Les sophistes, ces étrangers itinérants qui se font payer pour parler: des sages ou des filous? Mais que disent-ils au juste, d'où vient le pouvoir de leur discours pour qu'ils aient séduit ou inquiété la Grèce et la philosophie?
Si Parménide, alors Gorgias. Toute sa force, la sophistique la tire de l'ontologie, du "Est" originel inauguré par le Poème de Parménide. La sophistique est une ontologie maximale, poussée à bout, démesurément fidèle à elle-même, jusqu'au renversement et à la catastrophe. Ou encore: l'origine dissimule et exploite une équivoque, c'est elle le sophisme, et la sophistique n'est jamais que de l'ontologie conséquente.
Au travers des défilés scrupuleux de la philologie, l'auteur explore le discours le plus violent du plus célèbre des sophistes, le Traité du non-être de Gorgias. "Rien n'est; si c'est, c'est inconnaissable; si c'est et si c'est connaisable, ce n'est pas montrable aux autres". A la fin du Traité, il ne reste rien,ou plutôt il reste rien, rien que du discours, dans un monde où "il n'y a que de l'entendre".

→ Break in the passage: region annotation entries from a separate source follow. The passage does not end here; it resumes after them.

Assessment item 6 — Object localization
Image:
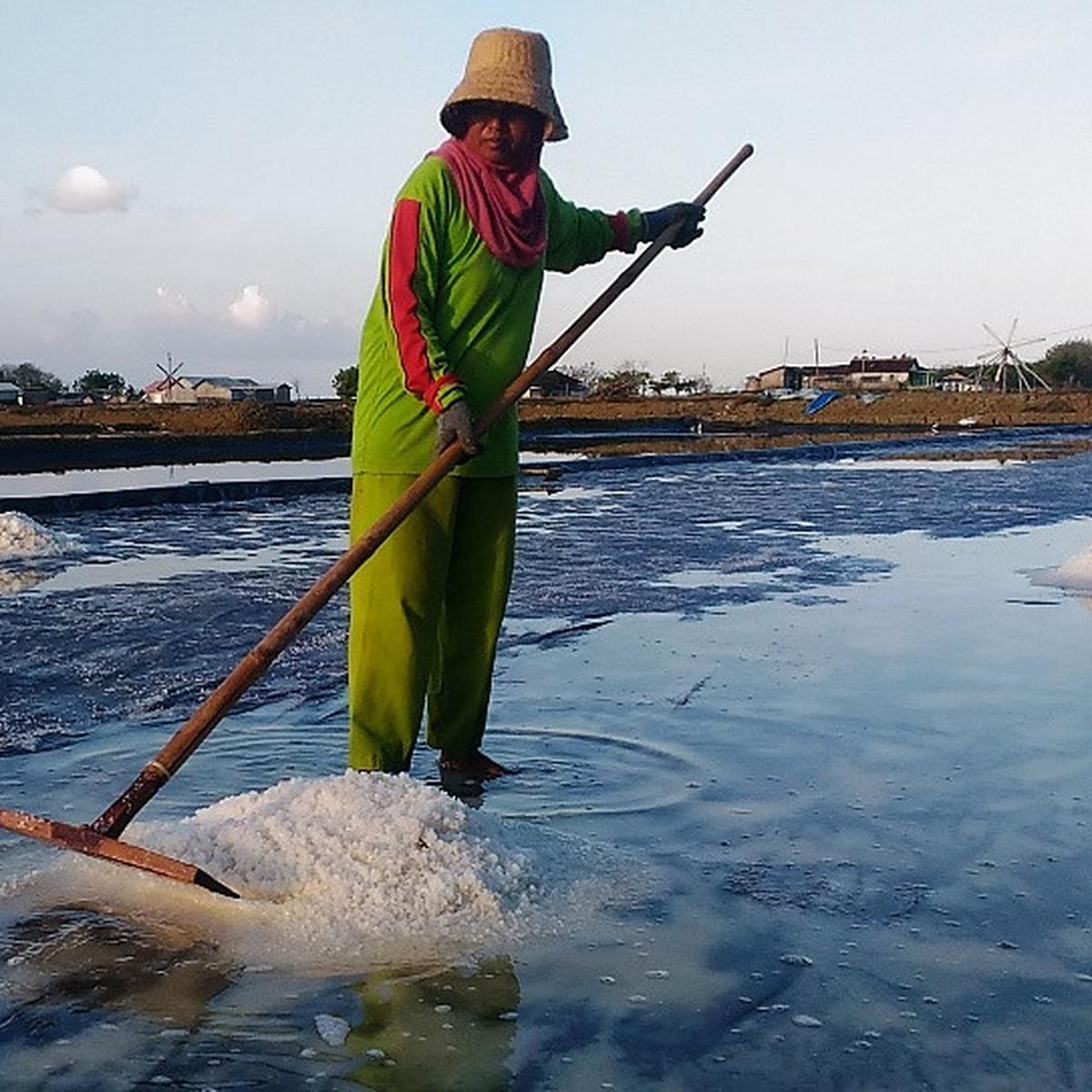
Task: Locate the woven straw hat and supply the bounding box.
[440,26,569,140]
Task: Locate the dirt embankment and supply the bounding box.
[0,399,353,439]
[520,391,1092,433]
[0,391,1092,473]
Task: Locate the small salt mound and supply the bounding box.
[0,512,73,561]
[124,771,602,966]
[1031,546,1092,592]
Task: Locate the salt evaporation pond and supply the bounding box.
[0,430,1092,1092]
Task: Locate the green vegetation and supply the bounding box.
[72,368,136,398]
[0,361,65,394]
[1034,339,1092,389]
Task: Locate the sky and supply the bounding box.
[0,0,1092,395]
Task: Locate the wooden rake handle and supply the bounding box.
[89,144,754,837]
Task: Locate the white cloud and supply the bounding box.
[46,164,136,213]
[228,284,274,329]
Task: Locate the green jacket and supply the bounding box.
[353,155,640,477]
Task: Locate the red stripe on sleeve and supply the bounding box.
[388,197,432,398]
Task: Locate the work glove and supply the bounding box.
[432,399,479,459]
[641,201,705,250]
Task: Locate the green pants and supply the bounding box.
[349,474,515,774]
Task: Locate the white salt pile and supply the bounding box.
[38,771,637,970]
[1031,546,1092,592]
[0,512,73,561]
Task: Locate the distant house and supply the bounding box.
[144,376,291,405]
[746,355,929,391]
[526,369,588,399]
[935,371,978,391]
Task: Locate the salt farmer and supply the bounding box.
[349,27,703,781]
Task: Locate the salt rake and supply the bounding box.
[0,144,754,899]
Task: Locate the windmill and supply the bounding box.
[974,318,1050,392]
[157,353,186,402]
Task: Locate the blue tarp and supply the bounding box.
[804,391,842,414]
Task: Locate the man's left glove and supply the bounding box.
[641,201,705,250]
[433,399,479,459]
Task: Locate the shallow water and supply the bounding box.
[0,441,1092,1092]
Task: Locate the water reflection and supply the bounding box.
[345,956,520,1092]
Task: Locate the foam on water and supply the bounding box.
[7,771,624,971]
[1031,546,1092,592]
[813,457,1027,473]
[0,512,75,561]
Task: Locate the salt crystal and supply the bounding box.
[315,1012,351,1046]
[780,952,813,966]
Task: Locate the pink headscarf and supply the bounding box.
[433,137,546,268]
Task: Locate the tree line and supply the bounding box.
[332,360,713,402]
[0,361,140,399]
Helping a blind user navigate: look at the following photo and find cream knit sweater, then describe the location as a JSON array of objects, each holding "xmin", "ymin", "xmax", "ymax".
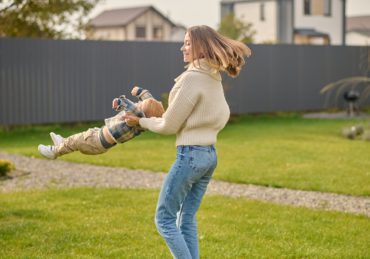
[{"xmin": 139, "ymin": 60, "xmax": 230, "ymax": 146}]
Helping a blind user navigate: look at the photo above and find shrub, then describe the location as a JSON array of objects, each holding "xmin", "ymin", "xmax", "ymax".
[{"xmin": 0, "ymin": 159, "xmax": 15, "ymax": 176}]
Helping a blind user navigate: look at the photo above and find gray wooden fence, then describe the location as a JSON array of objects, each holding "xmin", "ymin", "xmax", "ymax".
[{"xmin": 0, "ymin": 38, "xmax": 367, "ymax": 125}]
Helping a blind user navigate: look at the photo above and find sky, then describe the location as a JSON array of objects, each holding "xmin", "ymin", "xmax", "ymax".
[{"xmin": 91, "ymin": 0, "xmax": 370, "ymax": 28}]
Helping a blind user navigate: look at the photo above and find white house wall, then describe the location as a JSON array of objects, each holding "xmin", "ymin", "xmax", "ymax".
[
  {"xmin": 294, "ymin": 0, "xmax": 343, "ymax": 45},
  {"xmin": 346, "ymin": 32, "xmax": 370, "ymax": 46},
  {"xmin": 127, "ymin": 11, "xmax": 171, "ymax": 40},
  {"xmin": 234, "ymin": 1, "xmax": 277, "ymax": 43},
  {"xmin": 93, "ymin": 27, "xmax": 126, "ymax": 40}
]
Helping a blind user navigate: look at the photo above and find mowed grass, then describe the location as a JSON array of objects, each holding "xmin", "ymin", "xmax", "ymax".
[
  {"xmin": 0, "ymin": 114, "xmax": 370, "ymax": 196},
  {"xmin": 0, "ymin": 189, "xmax": 370, "ymax": 258}
]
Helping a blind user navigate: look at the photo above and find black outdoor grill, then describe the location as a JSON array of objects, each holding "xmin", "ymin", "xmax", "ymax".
[{"xmin": 343, "ymin": 90, "xmax": 360, "ymax": 117}]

Ce traité est le dernier volet d'un tryptique jadis attribué à Aristote, le Sur Mélissus, Xénophane et Gorgias. L'étude du texte entier permet d'appréhender les mécanismes de la transmission: la doxographie, cette "écriture des opinions" grâce à quoi une bonne part de la philosophie antique est parvenue jusqu'à nous, apparaît ici comme un procès anonyme de citation généralisée, marquée par la sophistique.
Un tel travail voudrait permettre au lecteur non spécialiste de repérer toutes les opérations de constitution et d'interprétation d'un texte dont le statut de fait est toujours et très littéralement fiction.